MR Bhosh's bosom-friend, the Lord Jack Jolly, had kindly undertaken to officiate as his Palinurus and steer him safely from the Scylla to the Charybdis of the London Season, and one day Lord Jolly arrived at our hero's apartments as the bearer of an invite from his honble parent the Baronet, to partake of tiffin at their ancestral abode in Chepstow Villas, which Bindabun gratefully accepted.

Arrived at the Jollies' sumptuous interior, a numerous retinue of pampered menials and gilded flunkies divested Mr Bhosh of his hat and umbrella and ushered him into the hall of audience.

"Bhosh, my dear old pal," said Lord Jack, "I have news for you. I am engaged as a Benedict, and am shortly to celebrate matrimony with a young goodlooking female—the Princess Petunia Jones."

"My lord," replied Mr Bhosh, "suffer me to hang around your patrician neck the floral garland of my humble congratulations."
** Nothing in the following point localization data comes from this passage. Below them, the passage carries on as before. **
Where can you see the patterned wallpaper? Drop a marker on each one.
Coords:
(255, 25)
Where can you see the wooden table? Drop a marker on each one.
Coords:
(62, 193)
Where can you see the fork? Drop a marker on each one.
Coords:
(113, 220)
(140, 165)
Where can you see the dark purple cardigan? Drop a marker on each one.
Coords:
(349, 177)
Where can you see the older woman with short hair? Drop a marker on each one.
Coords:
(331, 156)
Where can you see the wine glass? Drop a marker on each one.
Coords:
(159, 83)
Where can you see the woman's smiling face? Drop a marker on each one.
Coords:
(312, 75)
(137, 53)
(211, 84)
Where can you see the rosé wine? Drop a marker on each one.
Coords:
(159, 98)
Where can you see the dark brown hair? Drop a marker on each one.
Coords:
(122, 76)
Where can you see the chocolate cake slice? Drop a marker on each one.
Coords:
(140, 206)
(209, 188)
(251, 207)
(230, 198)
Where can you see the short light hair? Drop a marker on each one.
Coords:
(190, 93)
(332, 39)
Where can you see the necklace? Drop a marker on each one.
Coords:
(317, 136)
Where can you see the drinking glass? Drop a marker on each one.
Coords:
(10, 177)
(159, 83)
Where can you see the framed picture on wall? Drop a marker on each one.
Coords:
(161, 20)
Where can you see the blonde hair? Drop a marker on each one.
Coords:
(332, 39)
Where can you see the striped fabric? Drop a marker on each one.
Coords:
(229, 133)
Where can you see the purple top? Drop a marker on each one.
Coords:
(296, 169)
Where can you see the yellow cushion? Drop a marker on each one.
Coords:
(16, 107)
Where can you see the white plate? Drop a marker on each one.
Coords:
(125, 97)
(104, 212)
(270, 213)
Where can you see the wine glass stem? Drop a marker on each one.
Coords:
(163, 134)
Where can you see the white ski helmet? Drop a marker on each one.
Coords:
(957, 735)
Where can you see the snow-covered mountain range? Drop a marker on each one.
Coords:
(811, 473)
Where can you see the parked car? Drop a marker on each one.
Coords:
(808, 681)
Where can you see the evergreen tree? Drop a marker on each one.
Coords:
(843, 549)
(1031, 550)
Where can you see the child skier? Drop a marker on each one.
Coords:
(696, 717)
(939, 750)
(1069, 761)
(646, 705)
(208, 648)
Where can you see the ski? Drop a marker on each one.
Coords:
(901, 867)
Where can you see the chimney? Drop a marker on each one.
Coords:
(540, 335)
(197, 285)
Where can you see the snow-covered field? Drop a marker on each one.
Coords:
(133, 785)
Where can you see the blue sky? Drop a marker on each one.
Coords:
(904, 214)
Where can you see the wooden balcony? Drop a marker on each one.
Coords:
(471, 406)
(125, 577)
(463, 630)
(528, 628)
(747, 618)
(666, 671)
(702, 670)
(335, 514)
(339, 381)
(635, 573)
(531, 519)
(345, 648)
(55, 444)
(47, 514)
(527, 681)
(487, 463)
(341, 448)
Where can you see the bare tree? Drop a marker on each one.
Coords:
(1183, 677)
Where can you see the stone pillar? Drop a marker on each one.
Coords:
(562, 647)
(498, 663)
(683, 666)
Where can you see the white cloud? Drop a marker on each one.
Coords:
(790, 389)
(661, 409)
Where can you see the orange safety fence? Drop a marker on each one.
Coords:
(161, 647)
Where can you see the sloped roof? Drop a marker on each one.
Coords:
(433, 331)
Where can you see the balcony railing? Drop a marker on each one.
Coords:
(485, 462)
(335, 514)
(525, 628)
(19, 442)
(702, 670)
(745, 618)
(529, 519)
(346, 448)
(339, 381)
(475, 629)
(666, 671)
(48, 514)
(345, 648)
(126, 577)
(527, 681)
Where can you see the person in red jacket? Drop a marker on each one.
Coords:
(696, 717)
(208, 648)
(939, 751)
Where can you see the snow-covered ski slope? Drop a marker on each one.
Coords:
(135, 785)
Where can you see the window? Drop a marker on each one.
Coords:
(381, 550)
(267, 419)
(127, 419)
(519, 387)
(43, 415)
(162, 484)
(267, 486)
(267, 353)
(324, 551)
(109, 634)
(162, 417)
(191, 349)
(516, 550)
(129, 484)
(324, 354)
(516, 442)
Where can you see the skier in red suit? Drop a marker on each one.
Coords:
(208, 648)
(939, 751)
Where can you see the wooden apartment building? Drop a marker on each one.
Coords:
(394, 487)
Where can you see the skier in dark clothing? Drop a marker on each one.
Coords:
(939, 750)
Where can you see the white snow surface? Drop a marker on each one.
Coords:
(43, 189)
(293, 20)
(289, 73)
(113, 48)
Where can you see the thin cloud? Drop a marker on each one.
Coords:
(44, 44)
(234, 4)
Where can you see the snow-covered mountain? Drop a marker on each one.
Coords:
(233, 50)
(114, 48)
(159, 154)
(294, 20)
"My dear Bhosh," responded the youthful peer of the realm, "I regard you as more than a brother, and am confident that when my betrothed beholds your countenance, she will conceive for you a similar lively affection. But hush! here she comes to answer for herself.... Princess, permit me to present to you the best and finest friend I possess, Mr Bindabun Bhosh."

Mr Bhosh modestly lowered his optics as he salaamed with inimitable grace, and it was not until he had resumed his perpendicular that he recognised in the Princess Jones the charming unknown whom he had last beheld engaged in repelling the assault of a distracted cow!

Their eyes were no sooner crossed than he knew that she regarded him as her deliverer, and was consumed by the most ardent affection for him. But Mr Bhosh repressed himself with heroic magnanimity, for he reflected that she was the affianced of his dearest friend and that it was contrary to bon ton to poach another's jam.

So he merely said; "How do you do? It is a very fine day. I am delighted to make your acquaintance," and turning on his heels with a profound curtsey, he left her flabbergasted with mortification.

But those only who have compressed their souls in the shoe of self-sacrifice know how devilishly it pinches, and Mr Bhosh's grief was so acute that he rolled incessantly on his couch while the radiant image of his divinity danced tantalisingly before his bloodshot vision.